Настал час, я пришел в дом Раабе; уже совсем завечерело и смеркалось. Дома я уже не помню, помню только комнату, куда меня провели по лестнице. Там в сумраке кто-то очень высокий, худой зажигал маленькую керосиновую лампу; он повернулся ко мне, по портретам я узнал лицо Раабе, однако же, оно было другим, не таким, как на портретах.
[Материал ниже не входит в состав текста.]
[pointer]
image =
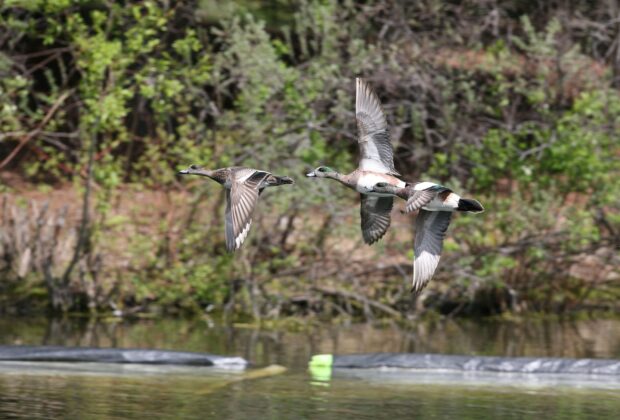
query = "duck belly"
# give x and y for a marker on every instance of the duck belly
(367, 181)
(450, 203)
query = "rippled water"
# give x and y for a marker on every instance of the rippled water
(54, 390)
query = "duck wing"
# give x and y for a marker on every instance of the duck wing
(430, 231)
(376, 150)
(375, 212)
(240, 202)
(419, 199)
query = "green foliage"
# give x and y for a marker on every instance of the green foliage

Узкая, в длинном халате, высилась его мирная и в то же время торжественная фигура, а с ее высоты на меня взирало старое, в морщинах, насмешливо-умное лицо, очень приятное и приветливое, и все-таки лисье, хитрое, лукавое, серьезное, дряхлое лицо мудреца, насмешливое без ехидства, знающее, но доброе, умудренное возрастом, но, по сути, без возраста, что подчеркивалось и прямизной фигуры, лицо совсем другое и все же схожее с лицом моего деда, из той же эпохи, той же терпкой спелости, почти такой же величавости и рыцарственности, которую смягчала, мелькая, богатая игра старого, испытанного юмора.

Он говорил тихо, сказал, что рад меня видеть, намекнул, что приблизительно знает, кто я, и предложил мне сесть.